For schizophrenia, the most common sites of stimulation varied between low-frequency left temporo-parietal cortex for positive symptoms/auditory hallucinations[67] to high-frequency left DLPFC for negative symptoms/positive/overall symptoms with positive evidence.[68] Although a few studies used high-frequency theta burst stimulation targeting cerebellar vermis for negative symptoms, only one study found positive evidence.[27] The studies that delivered minimum of 600–2000 pulses/session with at least 10 sessions over a duration of minimum 2 weeks at either threshold or suprathreshold stimulus intensity had resulted better improvement. The meta-analysis and subgroup analysis showed significant improvements in positive symptoms, negative symptoms, auditory hallucinations, and cognition in schizophrenia with large effect sizes within active arm only both at the end of intervention and follow-up with substantial to high heterogeneity but not when compared to sham control. These findings go against with the recent international literature.[5,67,68] However, any specific recommendations are not plausible about the optimal stimulus parameters given the wide variation in the number of pulses delivered per session and in the duration of treatment and as subgroup analysis could not be performed based on these parameters.

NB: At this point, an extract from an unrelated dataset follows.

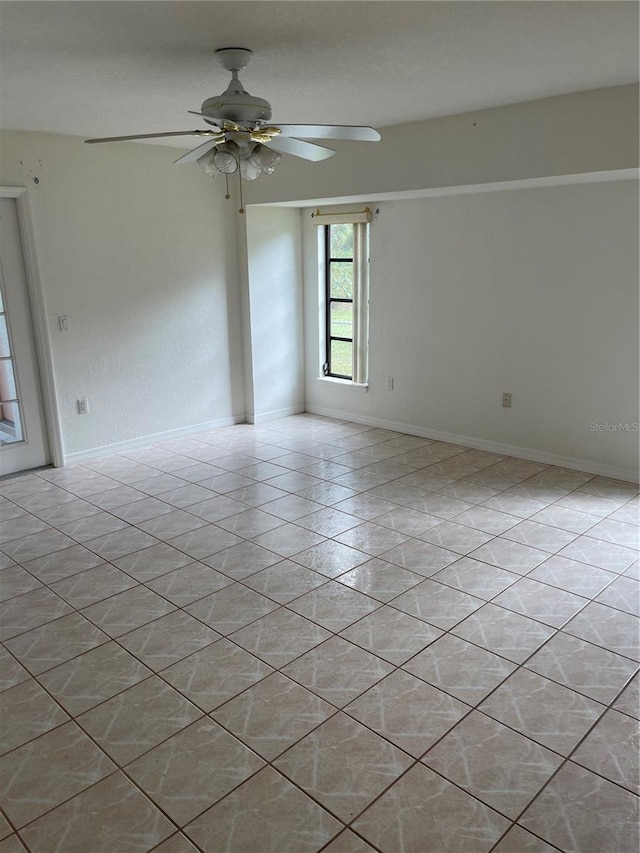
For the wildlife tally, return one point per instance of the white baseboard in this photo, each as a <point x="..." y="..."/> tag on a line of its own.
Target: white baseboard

The evidence of rTMS for OCD from the current analysis suggests rTMS either as an early augmentation or augmentation in treatment-resistant patients. There was significant improvement in OCD with larger effect sizes with low-to-moderate heterogeneity but only in the active arm from pre-to-post-intervention and until follow-up but not when compared to sham. The finding of LF rTMS targeting the SMA can significantly improve the outcomes of OCD supported by a recent meta-analysis,[69] but the other TMS protocols targeting ACC, Medial PFC, and OFC that showed positive results do warrant future research using deeper stimulation techniques and coils. The number of pulses per session ranged from 800 to 2000 using threshold or suprathreshold intensity with a total of 10–20 sessions delivered over 2 weeks to 4 weeks except for iTBS where a total of 10 sessions (600 pulses per session) were delivered over 5 days. As subgroup analysis could not be performed on stimulus parameters, we cannot emphasize any standard protocol.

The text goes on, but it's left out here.